Fonte:
https://moked.it
Autore:
Gadi Luzzatto Voghera
Ancora foibe e Shoah
A proposito della circolare del Ministero dell’istruzione che impropriamente paragona gli italiani infoibati agli ebrei vittime dello sterminio nazista si è già scritto. Incidente istituzionale chiuso, anche se il paragone viene ogni anno riproposto in diverse forme, soprattutto dalle amministrazioni locali. Colpisce in questa occasione la difficoltà del mondo della comunicazione ad assegnare alle parole e ai concetti storici il loro contesto corretto. L’informazione è fatta di parole, e il loro uso ha delle conseguenze culturali profonde. Non a caso la lingua ebraica assegna al concetto di parola (davàr) un senso materiale: davàr significa anche “cosa”, “oggetto”. Carlo Levi ci ricordava in altro contesto che “le parole sono pietre”. Nanni Moretti in Palombella rossa supplica una giornalista: “Chi parla male pensa male, bisogna trovare le parole giuste, le parole sono importanti”.

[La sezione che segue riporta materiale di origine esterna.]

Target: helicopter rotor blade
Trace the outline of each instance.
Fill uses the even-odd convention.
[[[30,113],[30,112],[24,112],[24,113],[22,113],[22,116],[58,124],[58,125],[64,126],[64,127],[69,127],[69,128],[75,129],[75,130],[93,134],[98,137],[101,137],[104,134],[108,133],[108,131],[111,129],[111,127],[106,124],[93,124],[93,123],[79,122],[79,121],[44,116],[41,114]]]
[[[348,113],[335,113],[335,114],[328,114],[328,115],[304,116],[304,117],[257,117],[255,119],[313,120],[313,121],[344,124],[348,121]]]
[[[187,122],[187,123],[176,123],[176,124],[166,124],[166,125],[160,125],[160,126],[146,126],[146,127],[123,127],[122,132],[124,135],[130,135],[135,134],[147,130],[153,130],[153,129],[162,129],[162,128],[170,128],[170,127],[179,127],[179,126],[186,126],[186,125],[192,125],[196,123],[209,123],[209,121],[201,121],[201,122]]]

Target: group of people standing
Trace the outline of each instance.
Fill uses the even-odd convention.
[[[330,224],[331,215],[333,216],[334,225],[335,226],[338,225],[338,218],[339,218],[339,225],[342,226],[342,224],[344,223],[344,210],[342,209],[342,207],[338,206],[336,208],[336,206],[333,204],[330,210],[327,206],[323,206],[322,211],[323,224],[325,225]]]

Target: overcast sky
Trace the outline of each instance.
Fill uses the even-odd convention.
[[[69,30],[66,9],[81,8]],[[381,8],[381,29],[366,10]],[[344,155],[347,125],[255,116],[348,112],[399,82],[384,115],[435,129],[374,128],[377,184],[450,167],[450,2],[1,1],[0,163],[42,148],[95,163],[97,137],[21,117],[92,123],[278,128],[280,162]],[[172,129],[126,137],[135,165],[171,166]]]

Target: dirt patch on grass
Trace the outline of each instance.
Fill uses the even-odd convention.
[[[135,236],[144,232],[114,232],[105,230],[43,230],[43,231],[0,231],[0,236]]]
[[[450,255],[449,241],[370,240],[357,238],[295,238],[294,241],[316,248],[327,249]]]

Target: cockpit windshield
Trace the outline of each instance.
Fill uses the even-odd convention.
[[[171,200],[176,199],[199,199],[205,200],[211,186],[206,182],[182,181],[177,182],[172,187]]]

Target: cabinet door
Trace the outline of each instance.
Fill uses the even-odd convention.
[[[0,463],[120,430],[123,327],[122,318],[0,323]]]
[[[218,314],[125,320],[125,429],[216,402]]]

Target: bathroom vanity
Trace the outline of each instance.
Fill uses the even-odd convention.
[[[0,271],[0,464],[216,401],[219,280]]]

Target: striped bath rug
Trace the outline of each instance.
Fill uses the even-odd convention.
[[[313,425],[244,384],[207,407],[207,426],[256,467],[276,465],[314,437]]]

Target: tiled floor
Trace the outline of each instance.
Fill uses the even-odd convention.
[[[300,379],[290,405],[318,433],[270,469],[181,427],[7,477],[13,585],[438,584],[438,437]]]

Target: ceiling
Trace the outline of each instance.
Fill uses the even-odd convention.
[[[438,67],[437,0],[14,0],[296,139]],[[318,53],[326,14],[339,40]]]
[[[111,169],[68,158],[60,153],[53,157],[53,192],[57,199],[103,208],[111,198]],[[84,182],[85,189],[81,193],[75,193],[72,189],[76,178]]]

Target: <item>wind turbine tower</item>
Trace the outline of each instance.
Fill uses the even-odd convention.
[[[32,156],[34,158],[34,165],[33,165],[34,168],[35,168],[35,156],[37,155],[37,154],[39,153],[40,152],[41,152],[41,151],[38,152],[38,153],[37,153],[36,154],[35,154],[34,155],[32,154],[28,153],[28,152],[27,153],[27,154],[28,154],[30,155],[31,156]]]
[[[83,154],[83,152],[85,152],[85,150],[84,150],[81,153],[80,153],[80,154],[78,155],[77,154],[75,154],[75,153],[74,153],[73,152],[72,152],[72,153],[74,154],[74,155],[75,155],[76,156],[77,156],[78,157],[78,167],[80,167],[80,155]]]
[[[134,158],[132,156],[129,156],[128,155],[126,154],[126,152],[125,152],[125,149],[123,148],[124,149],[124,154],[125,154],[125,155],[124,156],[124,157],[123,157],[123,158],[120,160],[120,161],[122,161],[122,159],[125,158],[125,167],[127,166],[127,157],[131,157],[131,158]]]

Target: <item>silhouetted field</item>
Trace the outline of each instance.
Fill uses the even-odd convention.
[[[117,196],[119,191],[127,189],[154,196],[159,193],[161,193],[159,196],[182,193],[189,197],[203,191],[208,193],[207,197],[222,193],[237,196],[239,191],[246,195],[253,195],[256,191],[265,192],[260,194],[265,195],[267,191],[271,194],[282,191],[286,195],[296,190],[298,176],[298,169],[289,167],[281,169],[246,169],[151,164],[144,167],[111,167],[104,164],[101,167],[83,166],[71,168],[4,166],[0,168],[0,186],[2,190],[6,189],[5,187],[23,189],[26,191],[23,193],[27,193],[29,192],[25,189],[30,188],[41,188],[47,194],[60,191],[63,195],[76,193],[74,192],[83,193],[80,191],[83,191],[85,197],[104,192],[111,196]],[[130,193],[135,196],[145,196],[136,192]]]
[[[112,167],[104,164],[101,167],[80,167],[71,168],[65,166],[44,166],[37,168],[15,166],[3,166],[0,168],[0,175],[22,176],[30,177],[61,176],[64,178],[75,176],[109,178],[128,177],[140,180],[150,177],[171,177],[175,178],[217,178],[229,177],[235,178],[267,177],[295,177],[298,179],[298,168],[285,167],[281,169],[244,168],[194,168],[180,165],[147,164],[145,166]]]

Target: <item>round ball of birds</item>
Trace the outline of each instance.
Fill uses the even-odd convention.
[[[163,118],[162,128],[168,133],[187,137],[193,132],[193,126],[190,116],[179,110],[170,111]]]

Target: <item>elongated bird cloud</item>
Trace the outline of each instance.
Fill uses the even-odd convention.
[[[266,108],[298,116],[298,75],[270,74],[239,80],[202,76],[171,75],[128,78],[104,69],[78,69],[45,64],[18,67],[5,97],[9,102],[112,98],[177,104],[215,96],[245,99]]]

A questo viene da pensare quando si legge su “Il Giornale” di oggi che sarebbe del tutto legittimo stabilire un’equiparazione concettuale fra lo sterminio degli ebrei d’Europa e la pulizia etnica contro gli italiani messa in atto in Istria e nella Venezia Giulia a fine conflitto. Non è chiaro al giornalista, come non è chiaro al burocrate del Ministero che ha proposto quel passaggio, che la parola sterminio, come concetto e come realizzazione storica, ha purtroppo un senso ben preciso. Il continuo lavoro culturale per far comprendere in profondità che è una priorità per noi oggi. Dobbiamo saper assegnare quelle tragedie alla loro corretta collocazione nel tempo, nello spazio, nelle dinamiche storiche, politiche, economiche, psicologiche e umane che le hanno determinate. Ci si aspetterebbe maggior cautela, sia negli apparati istituzionali, sia nel mondo della comunicazione. Così non è. Per cui bisogna moltiplicare gli sforzi per far comprende prima di tutto il significato dei lemmi che descrivono gli eventi su cui ci sforziamo di fare memoria, aiutando ad orientarsi nelle dinamiche della storia tentando, per quanto possibile, di non piegare le tragedie del passato alle spesso inutili convenienze politiche del tempo presente.